If something does go wrong, the people who approved x+2 will be the first ones handed pink slips and the bureaucrats will get a finger wagged at them. That's why it's better to comply and have it noted that x+2 was offered but ultimately poo-poo'd by management.
That was the point of the comment.
Well how do you know that newest version is not having even worse security issues??

You argue that people should just install latest versions without thinking? This did not went well with SolarWinds case.

One of the big companies in corporate security compliance is literally called Checkmarx. They couldn't be any more honest about it.

https://www.checkmarx.com/

I feel kind of betrayed that this domain is not hosting a communist interest group.
"but it boggles my mind that they wanted a _less_ secure JDK."

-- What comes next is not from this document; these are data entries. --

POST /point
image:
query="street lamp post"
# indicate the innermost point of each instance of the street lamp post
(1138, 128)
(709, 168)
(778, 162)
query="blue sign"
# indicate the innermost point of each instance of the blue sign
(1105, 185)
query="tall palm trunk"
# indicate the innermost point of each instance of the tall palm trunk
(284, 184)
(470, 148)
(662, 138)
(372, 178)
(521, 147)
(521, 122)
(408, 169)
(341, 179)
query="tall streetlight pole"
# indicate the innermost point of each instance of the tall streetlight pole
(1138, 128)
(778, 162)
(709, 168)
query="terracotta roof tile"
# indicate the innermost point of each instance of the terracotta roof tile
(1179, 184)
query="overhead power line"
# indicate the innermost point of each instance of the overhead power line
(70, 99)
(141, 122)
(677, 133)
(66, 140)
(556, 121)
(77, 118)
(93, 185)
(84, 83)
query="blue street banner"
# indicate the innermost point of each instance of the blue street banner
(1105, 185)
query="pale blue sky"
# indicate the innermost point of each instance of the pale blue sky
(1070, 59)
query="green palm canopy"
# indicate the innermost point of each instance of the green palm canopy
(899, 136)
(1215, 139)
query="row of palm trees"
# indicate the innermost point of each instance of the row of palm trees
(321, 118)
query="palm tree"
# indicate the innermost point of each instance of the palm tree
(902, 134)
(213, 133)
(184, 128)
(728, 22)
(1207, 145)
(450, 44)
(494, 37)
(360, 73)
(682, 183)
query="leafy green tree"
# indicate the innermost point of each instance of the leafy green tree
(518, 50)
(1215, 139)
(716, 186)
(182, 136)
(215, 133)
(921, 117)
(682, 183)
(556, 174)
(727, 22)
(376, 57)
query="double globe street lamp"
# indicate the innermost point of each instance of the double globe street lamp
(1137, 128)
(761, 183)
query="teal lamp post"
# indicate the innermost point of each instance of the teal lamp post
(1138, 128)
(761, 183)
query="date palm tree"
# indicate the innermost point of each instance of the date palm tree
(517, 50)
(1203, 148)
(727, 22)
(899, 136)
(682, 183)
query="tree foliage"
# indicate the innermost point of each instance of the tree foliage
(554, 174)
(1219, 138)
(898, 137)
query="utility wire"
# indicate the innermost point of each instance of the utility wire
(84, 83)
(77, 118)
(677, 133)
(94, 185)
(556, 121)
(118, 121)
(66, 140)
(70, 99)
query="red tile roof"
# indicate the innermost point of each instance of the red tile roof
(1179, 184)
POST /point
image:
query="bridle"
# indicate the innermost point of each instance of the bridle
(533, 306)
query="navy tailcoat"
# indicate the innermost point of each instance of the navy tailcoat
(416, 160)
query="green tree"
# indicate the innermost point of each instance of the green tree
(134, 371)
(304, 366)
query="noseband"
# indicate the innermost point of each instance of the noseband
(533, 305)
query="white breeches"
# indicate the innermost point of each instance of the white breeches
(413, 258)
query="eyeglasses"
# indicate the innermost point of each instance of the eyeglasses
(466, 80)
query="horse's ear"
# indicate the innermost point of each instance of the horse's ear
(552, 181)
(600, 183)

This should not be hard to understand at all.

A lot of things may have changed in those revs, beyond the 'extra patches - those affect systems. It's likely the software was not approved in the new operating environment.

You can just go ahead and use Java 11 on software designed for Java 8, there may be issues.

The 'patch' that go into one rev is what they want - not more.

Most individuals are not qualified to make versioning decisions.

The larger the company, the more at stake.

It's possible it was due to bureaucratic numbness, and the agent probably should have maybe 'checked harder' about the new versions, but wanting a specific version is reasonable depending on the circumstances.

Our Support Team: We will be happy to comply with your request once you sign this liability release form indicating that you want the less-secure X+1 update, and not the more secure X+2 update which we recommend.